The draw weight was over 300 pounds. A normal man couldn't pull the string back; he had to design a mechanical foot-stirrup and winch. When fired, the steel bolt could punch clean through an oak door at a hundred paces.
"I am building weapons of mass destruction for the 11th century," Bilal thought, staring at the glowing steel. "May Allah forgive me."

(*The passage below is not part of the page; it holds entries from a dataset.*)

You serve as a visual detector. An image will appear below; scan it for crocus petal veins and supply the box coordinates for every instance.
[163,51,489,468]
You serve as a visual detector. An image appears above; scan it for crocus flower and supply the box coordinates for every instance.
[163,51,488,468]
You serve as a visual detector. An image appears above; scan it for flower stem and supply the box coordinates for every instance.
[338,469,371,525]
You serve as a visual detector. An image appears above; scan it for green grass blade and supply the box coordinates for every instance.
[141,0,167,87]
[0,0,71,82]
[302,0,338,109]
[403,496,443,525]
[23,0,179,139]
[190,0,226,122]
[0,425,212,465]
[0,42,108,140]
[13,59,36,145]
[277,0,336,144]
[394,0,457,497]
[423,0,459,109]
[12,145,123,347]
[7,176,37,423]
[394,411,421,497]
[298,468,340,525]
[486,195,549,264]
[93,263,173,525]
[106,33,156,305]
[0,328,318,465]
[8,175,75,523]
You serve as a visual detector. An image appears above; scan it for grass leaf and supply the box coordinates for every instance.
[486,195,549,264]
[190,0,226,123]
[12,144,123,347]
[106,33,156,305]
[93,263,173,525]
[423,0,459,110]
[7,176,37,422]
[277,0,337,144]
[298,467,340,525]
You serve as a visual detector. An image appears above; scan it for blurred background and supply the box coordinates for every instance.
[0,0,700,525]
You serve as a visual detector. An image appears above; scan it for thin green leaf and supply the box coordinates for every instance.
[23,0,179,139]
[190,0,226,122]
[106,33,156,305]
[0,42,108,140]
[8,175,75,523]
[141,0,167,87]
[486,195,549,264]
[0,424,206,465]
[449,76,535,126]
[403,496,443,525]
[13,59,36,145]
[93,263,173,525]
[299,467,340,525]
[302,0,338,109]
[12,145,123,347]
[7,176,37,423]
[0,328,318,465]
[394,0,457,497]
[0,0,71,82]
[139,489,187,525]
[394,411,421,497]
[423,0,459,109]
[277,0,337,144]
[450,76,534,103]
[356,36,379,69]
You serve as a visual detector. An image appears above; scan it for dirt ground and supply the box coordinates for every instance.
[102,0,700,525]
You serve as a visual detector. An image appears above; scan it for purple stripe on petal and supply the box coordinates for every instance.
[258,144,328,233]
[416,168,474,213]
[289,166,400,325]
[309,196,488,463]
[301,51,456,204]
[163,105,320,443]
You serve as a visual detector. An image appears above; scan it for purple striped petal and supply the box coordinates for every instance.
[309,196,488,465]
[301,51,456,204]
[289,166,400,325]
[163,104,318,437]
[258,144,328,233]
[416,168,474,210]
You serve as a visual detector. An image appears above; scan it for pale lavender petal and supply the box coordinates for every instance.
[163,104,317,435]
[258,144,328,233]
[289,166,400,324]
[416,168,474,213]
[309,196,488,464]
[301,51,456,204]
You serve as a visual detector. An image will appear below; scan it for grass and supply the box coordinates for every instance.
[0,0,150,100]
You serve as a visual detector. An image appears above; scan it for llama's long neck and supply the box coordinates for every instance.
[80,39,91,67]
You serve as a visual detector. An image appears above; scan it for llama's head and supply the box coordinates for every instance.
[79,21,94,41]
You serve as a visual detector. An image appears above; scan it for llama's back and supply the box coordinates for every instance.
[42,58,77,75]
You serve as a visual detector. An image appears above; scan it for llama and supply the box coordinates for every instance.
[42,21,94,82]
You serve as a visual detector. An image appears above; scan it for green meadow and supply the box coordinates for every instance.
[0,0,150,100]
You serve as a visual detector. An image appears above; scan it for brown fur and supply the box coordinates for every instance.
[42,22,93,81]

His paranoia extended to his family. Runa was growing into a fiercely intelligent, beautiful young woman. Bilal lay awake at night, sweating at the thought of a cruel, drunken Jarl demanding her hand in marriage.
He took proactive measures. He scoured the local villages and found a "second son" of a minor noble—a boy named Leif. Leif had no inheritance, but he had sharp eyes and a quiet demeanor.
Bilal took him in as an "apprentice." He forced the boy to wash five times a day, to learn math, and to swear off ale. Bilal never told Runa, but he was secretly building a husband for her—a man he could control, a man who was safe.
But safety was an illusion in this age.
It happened during a trade feast in Bilal's Great Hall. A visiting Swedish merchant, drunk on smuggled mead, stumbled toward Astrid.
Astrid was 24, radiant and commanding, the undisputed Queen of the valley. The merchant laughed, reaching out with a filthy hand, grabbing her waist to pull her onto his lap.
Bilal didn't shout. He didn't draw an axe.
The 105kg Giant moved with a terrifying, explosive speed that defied his massive frame. Before the merchant could even blink, Bilal pivoted on his left foot. He unleashed a devastating, modern kickboxing roundhouse kick.
His hardened shin connected squarely with the side of the merchant's knee.
CRACK.
The sound of the femur snapping echoed like a falling tree. The merchant's leg folded completely backward. He hit the floor, screaming in a high, wet pitch of absolute agony.
The entire hall fell dead silent. The visiting guards reached for their swords, but they froze when they looked at Bilal.
Bilal stood over the writhing man, his dark eyes empty of all mercy.
"If a man touches the Queen of this valley," Bilal's voice rumbled low and slow, "he leaves without his hands. Take your trash out of my hall."
No one challenged him. They dragged the screaming merchant away.
Astrid looked at Bilal, her chest heaving, her eyes full of shock and an overwhelming, breathless adoration.
Bilal had just established the absolute, unbreakable law of Axiomra: The Giant protects his own.